A corollary of this is that supportive social relationships are able to modify or counteract the stress reaction in humans. It is thought that this happens in at least four ways:
- The presence of supportive relationships generally implies that the individual is likely to be exposed to less stress in the first place
- The presence of social support is known to modify the consequences of stress
- Social support may shape people’s behavioural reactions to stress.
- More subtly, an individual’s basic reactivity to stress is affected by the quality of their supportive relationships early in life.
When it comes to explaining the variance in the educational success of a child, a significant amount – separate to the main factors such as parental education and financial resource – is explained by social capital. Social capital also helps to explain the impact of parents’ human and financial resources as well.
For example, interactions with attentive adults are the key channel through which the child develops emotional and social control, and becomes an attentive and effective self-learner. Similarly, if people believe in someone’s abilities and give them positive feedback, their aspirations are increased and they are encouraged to aim high to achieve.
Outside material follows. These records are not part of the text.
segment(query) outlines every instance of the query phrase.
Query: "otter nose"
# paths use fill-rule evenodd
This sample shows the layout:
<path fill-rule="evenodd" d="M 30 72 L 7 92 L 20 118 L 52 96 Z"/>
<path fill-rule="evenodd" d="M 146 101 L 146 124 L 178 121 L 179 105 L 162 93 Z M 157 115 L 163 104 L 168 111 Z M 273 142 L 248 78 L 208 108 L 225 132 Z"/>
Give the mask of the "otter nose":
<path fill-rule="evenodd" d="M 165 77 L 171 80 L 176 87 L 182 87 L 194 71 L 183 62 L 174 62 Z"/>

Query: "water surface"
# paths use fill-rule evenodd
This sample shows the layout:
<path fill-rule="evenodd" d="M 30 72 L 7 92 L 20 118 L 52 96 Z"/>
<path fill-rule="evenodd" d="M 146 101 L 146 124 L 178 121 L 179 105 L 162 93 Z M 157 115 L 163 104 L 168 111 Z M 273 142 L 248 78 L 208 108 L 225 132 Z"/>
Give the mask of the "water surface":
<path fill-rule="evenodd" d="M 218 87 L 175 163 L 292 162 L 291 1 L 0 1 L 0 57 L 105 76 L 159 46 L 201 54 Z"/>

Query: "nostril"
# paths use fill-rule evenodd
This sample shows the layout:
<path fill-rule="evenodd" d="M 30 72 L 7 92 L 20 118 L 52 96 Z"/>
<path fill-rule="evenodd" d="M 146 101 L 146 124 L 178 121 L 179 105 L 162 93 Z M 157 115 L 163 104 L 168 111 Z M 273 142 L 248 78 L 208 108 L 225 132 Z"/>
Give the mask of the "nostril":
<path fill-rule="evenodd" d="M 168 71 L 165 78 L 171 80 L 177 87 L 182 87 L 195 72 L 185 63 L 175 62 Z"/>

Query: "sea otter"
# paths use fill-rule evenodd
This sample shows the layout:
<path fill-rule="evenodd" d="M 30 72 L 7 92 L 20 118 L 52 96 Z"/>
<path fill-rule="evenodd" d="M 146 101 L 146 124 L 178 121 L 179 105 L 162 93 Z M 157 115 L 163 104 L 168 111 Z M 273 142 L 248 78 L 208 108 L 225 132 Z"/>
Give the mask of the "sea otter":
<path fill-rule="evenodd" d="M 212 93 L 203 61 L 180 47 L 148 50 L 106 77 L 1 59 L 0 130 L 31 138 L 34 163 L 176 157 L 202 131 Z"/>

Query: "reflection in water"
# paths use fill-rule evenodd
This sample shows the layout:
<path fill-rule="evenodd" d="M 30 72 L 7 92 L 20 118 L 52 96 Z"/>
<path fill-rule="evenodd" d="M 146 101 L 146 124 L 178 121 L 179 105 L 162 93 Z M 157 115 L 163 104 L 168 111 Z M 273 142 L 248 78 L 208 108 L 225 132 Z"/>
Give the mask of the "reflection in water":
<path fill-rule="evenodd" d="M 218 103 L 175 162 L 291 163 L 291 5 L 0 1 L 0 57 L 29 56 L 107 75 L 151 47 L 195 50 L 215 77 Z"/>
Mentoring is a well-established and common way of attempting to boost the social capital of people, typically those from a disadvantaged background. Generally (and this is across US and UK literature) evidence suggests that this being done one-to-one isn’t very successful, perhaps because it leads to labeling and stigmatization of the person involved. But those mentoring interventions that happen with a whole peer group at one time, rather than singling out individuals, work well. Mentoring interventions also appear to be more effective if offered relatively early in a young person’s educational career.
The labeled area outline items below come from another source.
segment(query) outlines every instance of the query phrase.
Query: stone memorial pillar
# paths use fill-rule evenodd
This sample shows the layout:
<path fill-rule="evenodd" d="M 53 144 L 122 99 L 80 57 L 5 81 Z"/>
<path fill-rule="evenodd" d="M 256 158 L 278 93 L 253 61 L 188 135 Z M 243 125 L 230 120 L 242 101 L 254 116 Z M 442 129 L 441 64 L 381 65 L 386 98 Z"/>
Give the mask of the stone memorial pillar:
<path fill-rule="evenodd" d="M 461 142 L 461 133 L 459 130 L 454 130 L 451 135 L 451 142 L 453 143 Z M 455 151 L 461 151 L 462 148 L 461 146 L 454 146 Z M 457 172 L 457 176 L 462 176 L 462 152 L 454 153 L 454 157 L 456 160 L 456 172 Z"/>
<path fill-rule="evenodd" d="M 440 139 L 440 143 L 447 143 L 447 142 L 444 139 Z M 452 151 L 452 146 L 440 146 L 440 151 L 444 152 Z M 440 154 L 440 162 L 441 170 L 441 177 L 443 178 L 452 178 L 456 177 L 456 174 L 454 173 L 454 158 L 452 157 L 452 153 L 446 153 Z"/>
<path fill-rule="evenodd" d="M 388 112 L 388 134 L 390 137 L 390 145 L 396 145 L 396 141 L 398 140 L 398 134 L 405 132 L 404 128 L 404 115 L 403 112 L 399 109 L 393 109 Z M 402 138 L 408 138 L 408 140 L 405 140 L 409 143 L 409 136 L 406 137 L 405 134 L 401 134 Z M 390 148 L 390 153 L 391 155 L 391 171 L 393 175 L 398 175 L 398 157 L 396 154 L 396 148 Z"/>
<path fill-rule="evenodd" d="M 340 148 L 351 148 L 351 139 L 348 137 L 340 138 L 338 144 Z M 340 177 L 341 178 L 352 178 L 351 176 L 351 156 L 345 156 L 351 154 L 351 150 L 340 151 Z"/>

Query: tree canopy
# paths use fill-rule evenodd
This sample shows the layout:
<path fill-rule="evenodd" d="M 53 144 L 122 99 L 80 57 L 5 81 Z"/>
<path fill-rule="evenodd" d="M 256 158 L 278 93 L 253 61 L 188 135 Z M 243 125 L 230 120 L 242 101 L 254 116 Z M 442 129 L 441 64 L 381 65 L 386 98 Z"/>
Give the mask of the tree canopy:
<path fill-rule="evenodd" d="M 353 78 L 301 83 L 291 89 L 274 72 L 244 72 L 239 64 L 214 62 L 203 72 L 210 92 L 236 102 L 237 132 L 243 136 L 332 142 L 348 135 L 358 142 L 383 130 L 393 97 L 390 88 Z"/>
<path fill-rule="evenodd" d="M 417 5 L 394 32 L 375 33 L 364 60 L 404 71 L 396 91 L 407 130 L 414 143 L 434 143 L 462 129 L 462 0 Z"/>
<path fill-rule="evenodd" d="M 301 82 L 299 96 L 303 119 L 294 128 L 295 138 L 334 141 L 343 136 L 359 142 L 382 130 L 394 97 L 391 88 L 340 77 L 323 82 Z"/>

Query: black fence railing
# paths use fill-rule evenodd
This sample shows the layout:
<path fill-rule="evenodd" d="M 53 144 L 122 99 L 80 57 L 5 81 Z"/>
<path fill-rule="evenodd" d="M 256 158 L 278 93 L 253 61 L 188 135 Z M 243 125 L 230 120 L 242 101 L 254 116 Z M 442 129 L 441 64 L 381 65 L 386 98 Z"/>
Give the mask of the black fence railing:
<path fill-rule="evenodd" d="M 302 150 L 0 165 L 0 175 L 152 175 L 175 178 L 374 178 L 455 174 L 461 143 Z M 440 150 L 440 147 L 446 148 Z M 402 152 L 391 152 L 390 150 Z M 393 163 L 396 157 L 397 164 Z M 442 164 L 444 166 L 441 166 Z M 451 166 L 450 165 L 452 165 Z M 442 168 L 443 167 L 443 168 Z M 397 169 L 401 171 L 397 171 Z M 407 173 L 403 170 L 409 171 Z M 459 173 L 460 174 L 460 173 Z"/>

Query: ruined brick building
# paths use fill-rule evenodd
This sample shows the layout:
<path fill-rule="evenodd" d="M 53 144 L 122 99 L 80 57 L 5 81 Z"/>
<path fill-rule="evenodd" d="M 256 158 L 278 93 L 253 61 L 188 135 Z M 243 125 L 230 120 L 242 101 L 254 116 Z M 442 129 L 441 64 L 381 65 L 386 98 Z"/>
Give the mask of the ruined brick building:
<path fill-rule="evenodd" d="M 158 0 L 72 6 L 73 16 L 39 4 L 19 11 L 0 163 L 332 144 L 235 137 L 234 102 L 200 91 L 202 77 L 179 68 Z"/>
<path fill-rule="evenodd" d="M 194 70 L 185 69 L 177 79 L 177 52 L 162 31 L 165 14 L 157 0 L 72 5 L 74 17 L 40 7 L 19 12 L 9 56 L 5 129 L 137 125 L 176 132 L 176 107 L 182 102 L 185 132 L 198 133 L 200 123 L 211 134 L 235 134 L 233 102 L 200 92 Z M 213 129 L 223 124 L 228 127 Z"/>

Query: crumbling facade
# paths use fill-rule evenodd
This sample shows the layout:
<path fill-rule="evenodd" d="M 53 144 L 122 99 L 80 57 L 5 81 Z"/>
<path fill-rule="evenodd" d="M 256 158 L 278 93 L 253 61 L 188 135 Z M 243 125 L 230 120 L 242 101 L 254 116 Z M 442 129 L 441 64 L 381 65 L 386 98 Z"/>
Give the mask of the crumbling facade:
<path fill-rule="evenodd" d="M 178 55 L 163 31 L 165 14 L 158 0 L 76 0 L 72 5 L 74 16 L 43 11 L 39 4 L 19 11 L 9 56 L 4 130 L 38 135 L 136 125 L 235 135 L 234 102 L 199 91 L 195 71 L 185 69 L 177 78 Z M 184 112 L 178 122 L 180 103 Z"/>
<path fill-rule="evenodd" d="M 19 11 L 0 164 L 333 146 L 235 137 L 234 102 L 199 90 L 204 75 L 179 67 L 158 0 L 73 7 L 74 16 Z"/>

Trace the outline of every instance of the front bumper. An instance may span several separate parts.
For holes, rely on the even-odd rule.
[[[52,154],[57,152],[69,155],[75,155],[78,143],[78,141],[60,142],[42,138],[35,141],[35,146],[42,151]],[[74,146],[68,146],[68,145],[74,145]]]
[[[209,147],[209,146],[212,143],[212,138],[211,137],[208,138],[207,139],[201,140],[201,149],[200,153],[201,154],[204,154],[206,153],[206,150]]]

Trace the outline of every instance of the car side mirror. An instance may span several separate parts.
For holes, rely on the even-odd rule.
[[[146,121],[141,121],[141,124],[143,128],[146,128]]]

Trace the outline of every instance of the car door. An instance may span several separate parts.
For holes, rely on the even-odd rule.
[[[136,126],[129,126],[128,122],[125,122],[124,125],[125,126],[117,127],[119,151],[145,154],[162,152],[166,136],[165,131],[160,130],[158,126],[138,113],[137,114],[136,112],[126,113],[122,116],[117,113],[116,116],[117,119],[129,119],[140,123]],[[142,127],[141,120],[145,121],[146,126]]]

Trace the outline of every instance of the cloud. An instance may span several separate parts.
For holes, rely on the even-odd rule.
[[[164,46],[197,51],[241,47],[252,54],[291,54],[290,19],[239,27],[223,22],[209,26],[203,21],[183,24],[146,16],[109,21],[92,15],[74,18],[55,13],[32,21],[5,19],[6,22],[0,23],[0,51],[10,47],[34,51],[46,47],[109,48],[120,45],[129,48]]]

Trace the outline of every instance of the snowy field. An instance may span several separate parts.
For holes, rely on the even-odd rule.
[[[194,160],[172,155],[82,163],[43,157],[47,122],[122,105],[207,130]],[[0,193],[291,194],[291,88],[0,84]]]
Evidence indicates that there are clear effects of community-level (meso) social capital on educational performance, and these operate over and above the impact of family-level (micro) social capital. These relate to the ways in which teachers within schools network with each other, sharing learning and techniques and having support when it comes to norms and sanctions relating to, for example, behavior.
Fully recognising the slightly disjointed nature of this post, its aim has been to provide a summary of some of the most interesting causal effects social capital has on a range of policy areas.